基于RANS/LES混合方法的箱梁气动导纳函数研究

Aerodynamic admittance functions of box girders based on hybrid RANS/LES methods

为了研究RANS/LES(Reynolds-averaged navier-stokes/large eddy simulation)混合方法在桥梁非定常气动力的应用以及大积分尺度湍流中桥梁断面的气动导纳函数,首先选取3种典型的RANS/LES混合方法,即SBES(stress-blended eddy simulation)方法、SAS(scale-adaptive simulation)方法、WMLES(wall-modeled LES)方法,分别对3种方法的特点和适用性进行简要的概述,然后在均匀流中将其用于箱梁断面和分离式双箱梁断面气动力的计算,最后在提出的改进湍流合成方法基础上,实现了与实际桥位处积分尺度类似的大积分尺度湍流模拟,在此流场中识别了箱梁断面的气动导纳函数。数值计算结果表明,SBES方法适用于弱流动不稳定和强流动不稳定流场气动力的模拟,SAS方法仅适用于显著流动分离的断面,而WMLES方法对两种断面整体表现都较差。对于流线型箱梁断面,大积分尺度湍流场中识别的升力气动导纳在低频处大于Sears函数和小尺度湍流场中的结果,并显著大于节段模型风洞试验结果。在高频处大积分尺度湍流场的结果与小尺度湍流场以及风洞试验结果吻合较好。研究结果表明,将传统小尺度格栅湍流场风洞试验识别的气动导纳用于桥梁抖振分析时,会导致低频处的抖振力显著偏小。

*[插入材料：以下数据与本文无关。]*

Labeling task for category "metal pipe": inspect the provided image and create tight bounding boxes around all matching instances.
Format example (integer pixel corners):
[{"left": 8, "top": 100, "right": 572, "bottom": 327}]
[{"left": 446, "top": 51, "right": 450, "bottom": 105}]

In order to study the applicability of the hybrid RANS/LES(Reynolds-averaged navier-stokes/large eddy simulation)method in unsteady aerodynamic force analysis and the aerodynamic admittance functions of bridge sections in large-scale turbulent flow field,three typical hybrid RANS/LES methods,namely SBES(stress-blended eddy simulation),SAS(scale-adaptive simulation)and WMLES(wall-modeled LES),were briefly summarized.Then they were used in the simulation of aerodynamic forces of a streamlined box-girder section and a twin-box girder section in uniform flow.Finally,based on an improved turbulence synthesis method,a large-scale turbulent flow similar to that at the actual bridge site was synthesized,and the aerodynamic admittance functions of the box-girder section were identified.The numerical results show that the SBES method is suitable for the simulation of aerodynamic forces in weak unstable flow and strong unstable flow field.The SAS method is only suitable for the section with significant flow separation.The WMLES method has poor performance for both sections.For the streamlined box-girder section,the lift aerodynamic admittances at low frequency identified in the large-scale turbulent flow field is larger than the results identified in the small-scale turbulent flow field by the Sears function,and are also significantly larger than the wind tunnel test results of the segmental model.At high frequency,the results in the large-scale turbulent flow field are in good agreement with the results in the small-scale turbulent flow field and in the wind tunnel tests.The results show that when the aerodynamic admittances identified in the traditional small-scale grid generated turbulent flow field are used for bridge buffeting analyses,the buffeting forces at low frequency will be significantly undervalued.